I much prefer the sensible view of former Green Party MP and long time activist Sue Bradford, In her paper 'Why We Need A New Left Wing Party' she writes:

Sue Bradford: Time for a new left wing party.
"In the 2014 general election, nearly 730,000 of those enrolled to vote did not cast a ballot. For the first time in my life I was one of them. I could not see that any of the three parties of the ‘left’, Labour, Greens and Internet Mana, had any serious intention to begin to move us beyond capitalism and colonialism, especially given the deviant road Mana had taken in its alliance with Kim Dotcom. I totally rejected the notion that it was better to vote for a social democratic party than to cede the field to National. I did not trust that a new Labour-led government would do any better than they have in the past, where often enough the plight of the people whom I have worked with most of my life, unemployed workers, beneficiaries and their families, has been worsened rather than improved by a victorious Labour government. The Greens still have many good policies and people within their ranks (as do Labour and Mana, for that matter), but have become increasingly a party dedicated to promoting socially and environmentally responsible capitalism. The Labour-Green Budget Responsibility Rules agreement signed in March 2017 was the clearest signal yet that the Green Party now places a business-friendly commitment to fiscal control over any serious intention to legislate for major and effective economic, social and ecological change."

She continues:

"We must build a new kind of party, one that has not been seen in this country for a long time, if ever, capable of mobilising people and resources on a scale that can achieve a future far better than the one capital has mapped out for us and our children. To do this well will require bravery on all our parts, and a huge amount of sensitivity and care as well. It is important that we refrain from telling ourselves the task is too difficult. We can do it, and our time is now."

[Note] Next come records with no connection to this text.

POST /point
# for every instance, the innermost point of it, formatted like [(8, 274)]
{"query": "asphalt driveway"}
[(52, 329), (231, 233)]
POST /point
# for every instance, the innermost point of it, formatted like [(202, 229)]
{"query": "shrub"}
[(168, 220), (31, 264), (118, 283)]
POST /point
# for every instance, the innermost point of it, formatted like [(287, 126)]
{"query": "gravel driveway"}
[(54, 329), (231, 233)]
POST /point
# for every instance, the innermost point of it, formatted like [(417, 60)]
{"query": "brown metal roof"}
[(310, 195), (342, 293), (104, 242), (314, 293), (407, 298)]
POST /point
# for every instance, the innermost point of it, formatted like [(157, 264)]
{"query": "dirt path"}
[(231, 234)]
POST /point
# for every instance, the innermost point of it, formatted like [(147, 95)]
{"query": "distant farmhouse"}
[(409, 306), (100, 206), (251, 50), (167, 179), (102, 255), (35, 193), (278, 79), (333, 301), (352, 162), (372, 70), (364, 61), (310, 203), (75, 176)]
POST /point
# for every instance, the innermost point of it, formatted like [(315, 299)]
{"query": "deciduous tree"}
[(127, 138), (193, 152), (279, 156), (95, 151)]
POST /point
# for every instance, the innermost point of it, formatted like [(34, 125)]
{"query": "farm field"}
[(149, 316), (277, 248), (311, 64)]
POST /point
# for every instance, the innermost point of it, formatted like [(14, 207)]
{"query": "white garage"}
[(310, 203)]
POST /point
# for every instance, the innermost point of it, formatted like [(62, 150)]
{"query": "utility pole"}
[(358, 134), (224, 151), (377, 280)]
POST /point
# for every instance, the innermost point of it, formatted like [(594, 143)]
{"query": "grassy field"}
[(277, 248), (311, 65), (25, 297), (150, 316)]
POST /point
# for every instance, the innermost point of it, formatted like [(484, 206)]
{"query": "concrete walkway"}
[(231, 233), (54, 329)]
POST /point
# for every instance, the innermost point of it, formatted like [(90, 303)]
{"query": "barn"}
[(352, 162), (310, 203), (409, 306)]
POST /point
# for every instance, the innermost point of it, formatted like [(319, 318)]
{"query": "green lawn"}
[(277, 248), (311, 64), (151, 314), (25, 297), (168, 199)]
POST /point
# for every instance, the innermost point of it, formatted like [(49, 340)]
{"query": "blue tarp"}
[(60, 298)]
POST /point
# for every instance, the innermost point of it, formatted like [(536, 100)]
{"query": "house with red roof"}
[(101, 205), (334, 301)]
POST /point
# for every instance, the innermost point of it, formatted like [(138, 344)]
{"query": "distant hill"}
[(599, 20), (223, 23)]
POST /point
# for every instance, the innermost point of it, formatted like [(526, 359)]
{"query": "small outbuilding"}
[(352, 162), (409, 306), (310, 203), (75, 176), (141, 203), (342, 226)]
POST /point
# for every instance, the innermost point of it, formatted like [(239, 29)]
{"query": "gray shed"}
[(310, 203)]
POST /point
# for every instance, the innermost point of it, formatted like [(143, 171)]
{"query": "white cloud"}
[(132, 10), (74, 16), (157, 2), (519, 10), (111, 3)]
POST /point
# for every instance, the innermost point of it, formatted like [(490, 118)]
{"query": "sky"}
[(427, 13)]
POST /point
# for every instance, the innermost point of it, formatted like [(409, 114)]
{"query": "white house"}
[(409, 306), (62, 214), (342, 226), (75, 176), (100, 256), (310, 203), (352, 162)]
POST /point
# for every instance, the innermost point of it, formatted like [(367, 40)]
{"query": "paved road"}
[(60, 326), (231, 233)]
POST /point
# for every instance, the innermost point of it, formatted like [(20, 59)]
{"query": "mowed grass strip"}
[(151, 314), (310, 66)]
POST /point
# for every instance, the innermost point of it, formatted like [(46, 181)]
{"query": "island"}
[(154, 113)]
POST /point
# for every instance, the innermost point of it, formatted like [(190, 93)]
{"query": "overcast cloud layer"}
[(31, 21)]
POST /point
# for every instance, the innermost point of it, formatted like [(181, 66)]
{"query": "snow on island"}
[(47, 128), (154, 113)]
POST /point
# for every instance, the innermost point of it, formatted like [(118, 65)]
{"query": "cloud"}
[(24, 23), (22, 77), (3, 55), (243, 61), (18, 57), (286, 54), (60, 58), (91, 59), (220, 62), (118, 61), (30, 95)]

In the immediate future, we're faced with the prospect of either a National or Labour-led government and a government committed to the interests and concerns of capital. Most of the left will either retreat to its familiar position of criticising the National-led government while hoping for better things in 2020. Or will become an apologist for the Labour-led government. It will rationalise that position by claiming there is a 'opportunity' to push Labour to the left because, after all, it is 'the lesser evil'.

So when a Labour-led government - if it does eventuate - continues the austerity regime that will see no relief for the poor and beneficiaries, we can be comforted in the knowledge that it would so much worse under a National-led government...

Unless, of course, we just say we can no longer accept the status quo and begin the hard work of building a real political alternative.